Todo comenzó en 1997 cuando mi madre, Yanina Soledad, iba a 4° año de secundaria. Un día una compañera la invitó a jugar el juego de la copa junto otras cuatro chicas. Una noche las invitó a su casa, comieron y las convenció a todas de realizarlo. Prendió las velas y preparó todo.
Al principio era gracioso porque nadie creía que fuera a pasar algo, y se reían, pero eso cambiaría muy pronto.
Les propuso pasar a su cuarto, que era pequeño y con un ventanal que daba al patio. En él solo estaba su cama y un escritorio amplio. A pesar de tener poco espacio era luminoso.
Ella recuerda hasta cómo vestía, tenía puesto un jardinero largo de jeans. El juego empezó con una propuesta: hacer preguntas tan personales que el resto no supiera responder, a pesar de ser amigas. Ahí la copa comenzó a responder cada pregunta uniendo las letras. Todas las respuestas eran correctas. Las chicas empezaron a creer que había algo más detrás de ese juego, y se asustaron. Una compañera se empezó a reír, tal vez de los nervios, la copa comenzó a girar sin parar. Las chicas preguntaron: “¿Alguien de este grupo debe irse?”. La copa señaló a la que se reía, ella salió del cuarto y las demás permanecieron adentro.
Luego empezó a unir palabras tenebrosas diciéndoles que se cuidaran, que las iba perseguir. Obviamente era un espíritu malo. La copa comenzó a girar con mucha fuerza sin sentido y se estrelló contra el ventanal. Pero lo más extraño y atemorizante fue que no dejó rastro.

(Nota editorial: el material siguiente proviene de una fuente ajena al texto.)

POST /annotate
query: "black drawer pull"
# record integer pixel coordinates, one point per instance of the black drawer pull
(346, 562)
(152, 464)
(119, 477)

Explotó, y se desvaneció y no quedó ningún vidrio de la copa. Al instante se cortó la luz. Todas comenzaron a llorar, tenían mucho miedo, era algo muy inexplicable.
Ese fue el punto final de una experiencia de la adolescencia que vivió Yani y aún la recuerda. De ahí comenzó a vivir con miedo. Según ella nos cuenta que sentía que alguien la seguía en la calle y le tocaba el hombro. Vivía con mucho temor y lamentablemente eso duró mucho tiempo.
Ella nos recomienda que no hagamos esos juegos, porque son peligrosos y pueden atraer espíritus, a pesar que algunos pueden ser buenos también pueden ser malos. “No se arriesguen a vivir una experiencia solo por curiosidad”.